Design : Classes from mzData are ranked in similarity to classes in mzXML using a “bag of words” approach to find similarities between classes in different MS standards. The “bag of words” technique groups words for each class in a UML model and gets frequency counts on the number of times a word occurs in each class. The words come from the name and attribute lists of a class. For mzXML there are 32 classes with a total of 55 words occurring across the classes. MzData has 33 classes, with each one being compared against the 32 classes in mzXML. This gives a one too much correlation value ranking between each class in mzData and all the classes in mzXML. These rankings are compared against a “gold” standard obtained by an expert familiar with both models choosing the best matching class from mzXML for each class in mzData. As a control a shuffled version of mzXML frequency counts are used to rank classes in relation to mzData. The comparison is how many of the “gold” standard matches occur in the top five out of thirty-two.
Results : Using the mzXML frequency data, mzData has 14 of 26 “gold” standard classes occur in the top five ranking. Due to the limited number of words in the frequency count (55), 7 classes for mzXML frequency data do not have enough word overlap to get a ranking. For the shuffled frequency data, mzData has 2 “gold” standard classes occur in the top five ranking.

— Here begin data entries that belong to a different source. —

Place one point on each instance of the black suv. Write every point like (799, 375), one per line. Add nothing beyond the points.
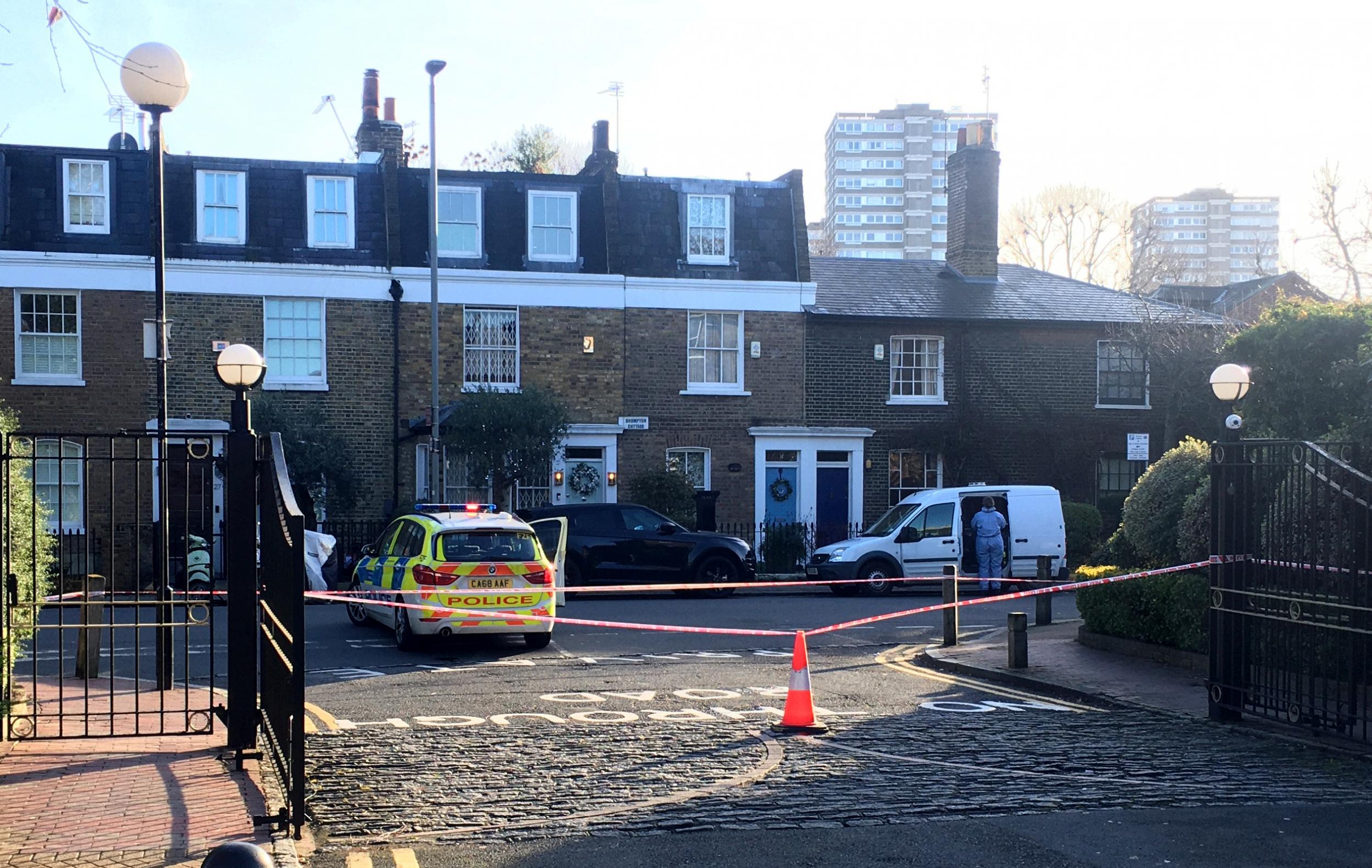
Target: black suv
(621, 543)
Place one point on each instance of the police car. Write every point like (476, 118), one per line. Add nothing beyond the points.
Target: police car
(462, 556)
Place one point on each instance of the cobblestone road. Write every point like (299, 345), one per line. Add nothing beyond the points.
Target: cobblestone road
(539, 781)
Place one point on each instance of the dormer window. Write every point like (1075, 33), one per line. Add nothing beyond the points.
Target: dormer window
(707, 229)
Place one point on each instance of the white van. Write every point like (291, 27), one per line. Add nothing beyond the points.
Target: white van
(932, 529)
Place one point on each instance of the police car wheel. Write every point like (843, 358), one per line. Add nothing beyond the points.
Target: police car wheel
(877, 579)
(405, 638)
(356, 612)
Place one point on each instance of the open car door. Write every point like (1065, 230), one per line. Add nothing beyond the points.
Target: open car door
(552, 537)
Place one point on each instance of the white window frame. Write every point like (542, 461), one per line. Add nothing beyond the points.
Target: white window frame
(909, 491)
(464, 254)
(293, 383)
(201, 234)
(729, 231)
(25, 379)
(66, 198)
(54, 521)
(497, 387)
(717, 388)
(1148, 383)
(352, 212)
(892, 399)
(692, 450)
(528, 229)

Conclusion : This initial exploration of finding similarity between UML model classes supports the application of LSA like approaches to the task. With a limited vocabulary (i.e., 55 words), the approach outperformed the shuffled by 14 to 2. The UMLs generated by projects will highly influence the CDE created for caBIG™, which in turn determines the standards that will be accepted by caBIG™. Tools that relate UML models can be used by the community to compare and contrast the models that different projects are proposing as candidate standards for caBIG™. The goal would be to facilitate the community in the development of harmonized models that support interoperability.
Acknowledgement : Thanks to Patrick McConnell of the Duke Bioinformatics Shared Resource for help with the mzXML and mzData UML model generation from XML schema.